Inhibitors of second messenger pathways and Ca(2+)-induced exposure of phosphatidylserine in red blood cells of patients with sickle cell disease.

The present work investigates the contribution of various second messenger systems to Ca(2+)-induced phosphatidylserine (PS) exposure in red blood cells (RBCs) from sickle cell disease (SCD) patients. The Ca(2+) dependence of PS exposure was confirmed using the Ca(2+) ionophore bromo-A23187 to clamp intracellular Ca(2+) over 4 orders of magnitude in high or low potassium-containing (HK or LK) saline. The percentage of RBCs showing PS exposure was significantly increased in LK over HK saline. This effect was reduced by the Gardos channel inhibitors, clotrimazole and charybdotoxin.
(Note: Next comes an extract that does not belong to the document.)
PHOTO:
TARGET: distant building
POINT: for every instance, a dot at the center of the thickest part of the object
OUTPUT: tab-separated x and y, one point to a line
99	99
Nevertheless, although Ca(2+) loading in the presence of an outwardly directed electrochemical gradient for K(+) stimulated PS exposure, substantial exposure still occurred in HK saline. Under the conditions used inhibitors of other second messenger systems (ABT491, quinacrine, acetylsalicylic acid, 3,4-dichloroisocoumarin, GW4869 and zVAD-fmk) did not inhibit the relationship between [Ca(2+)] and PS exposure. Inhibitors of phospholipase A2, cyclooxygenase, platelet-activating factor, sphingomyelinase and caspases, therefore, were without effect on Ca(2+)-induced PS exposure in RBCs, incubated in either HK or LK saline.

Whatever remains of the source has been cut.